Member of the New Hampshire House of Representatives
- In office 1901–1903

Personal details
- Born: June 28, 1872 Plainfield, New Hampshire, U.S.
- Died: March 25, 1949 (aged 76) Los Angeles, California, U.S.
- Party: Republican
- Spouses: ; Etta M. Sanborn ​ ​(m. 1908; died 1916)​ ; Katherine Potter Winter ​ ​(m. 1921)​

= Frederic T. Woodman =

American politician (1872–1949)

Frederic Thomas Woodman (June 28, 1872 – March 25, 1949) was an American politician who served as the 31st Mayor of Los Angeles from September 5, 1916 to July 1, 1919. Previously serving in the New Hampshire House of Representatives, he moved to Los Angeles in 1908 and was appointed Mayor in September 5, 1916 after the resignation of incumbent Charles E. Sebastian.

== Personal life and early career ==
Woodman was Plainfield, New Hampshire on June 28, 1872 to Alfred Woodman and Maria Thomas Gallup Woodman. His sister was Kathryn Woodman Leighton, who became an artist in Los Angeles. He attended public school in White River Junction, Vermont and went to study law in Lebanon, New Hampshire. He was later admitted to the bar in 1897 and started practice in Concord, New Hampshire. In 1901, he was elected to the New Hampshire House of Representatives where he served for two years. He youngest chair of a committee and was encouraged to run for the New Hampshire Senate, but declined to do so.
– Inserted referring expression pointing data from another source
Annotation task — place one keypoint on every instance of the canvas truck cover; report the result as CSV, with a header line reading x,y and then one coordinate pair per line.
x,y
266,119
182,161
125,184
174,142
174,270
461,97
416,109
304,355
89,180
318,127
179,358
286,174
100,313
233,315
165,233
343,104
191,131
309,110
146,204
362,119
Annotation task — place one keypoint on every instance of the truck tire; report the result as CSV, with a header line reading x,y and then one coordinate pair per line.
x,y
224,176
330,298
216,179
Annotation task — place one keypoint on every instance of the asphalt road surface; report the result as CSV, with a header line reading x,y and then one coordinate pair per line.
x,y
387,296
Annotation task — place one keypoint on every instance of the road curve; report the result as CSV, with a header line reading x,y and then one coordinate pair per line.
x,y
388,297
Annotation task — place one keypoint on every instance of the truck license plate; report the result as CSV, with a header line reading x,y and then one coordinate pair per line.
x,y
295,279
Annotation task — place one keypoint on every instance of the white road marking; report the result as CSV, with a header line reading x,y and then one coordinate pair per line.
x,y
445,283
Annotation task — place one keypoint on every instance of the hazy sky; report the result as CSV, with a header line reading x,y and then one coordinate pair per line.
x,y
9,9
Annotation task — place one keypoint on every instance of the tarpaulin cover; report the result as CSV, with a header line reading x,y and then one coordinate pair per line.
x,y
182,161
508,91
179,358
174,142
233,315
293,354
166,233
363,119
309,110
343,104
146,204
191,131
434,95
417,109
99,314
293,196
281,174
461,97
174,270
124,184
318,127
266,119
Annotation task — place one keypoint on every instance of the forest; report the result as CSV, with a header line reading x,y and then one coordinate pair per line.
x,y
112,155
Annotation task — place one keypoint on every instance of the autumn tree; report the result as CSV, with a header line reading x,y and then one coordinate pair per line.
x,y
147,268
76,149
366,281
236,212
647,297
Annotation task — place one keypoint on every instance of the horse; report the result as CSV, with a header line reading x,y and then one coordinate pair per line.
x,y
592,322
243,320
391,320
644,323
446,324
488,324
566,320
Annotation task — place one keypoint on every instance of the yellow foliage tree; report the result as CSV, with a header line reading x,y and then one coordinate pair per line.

He married twice, first to Etta M. Sanborn in 1908 who died in 1916 and then to Katherine Potter Winter in 1921. He died in Los Angeles on March 25, 1949.

=== Mayor of Los Angeles ===
In 1907, he left New Hampshire to move to Los Angeles and made investments within the city, establishing himself in practice. By 1902, he was appointed as a member of the Los Angeles Harbor Commission and was elected as its president at their first meeting. He was a member until 1916. As a member, he helped with harbor improvement and recovered all the tide lands at the harbor. In 1916, he was appointed as Mayor of Los Angeles after the resignation of Charles E. Sebastian. The next year, he was elected to a full term against former Mayor Meredith P. Snyder.

In March 1919, Woodman was indicted on charges of asking and receiving a bribe, and during his campaign for the 1919 election, he was arrested and tried but was later acquitted of all charges. Two months later, Woodman lost the election to Snyder. After retiring, he returned to law and became the president of the Woodman-Gray Company and the Vista Irrigation District. He contemplated running in the 1921 Los Angeles mayoral election, but decided not to.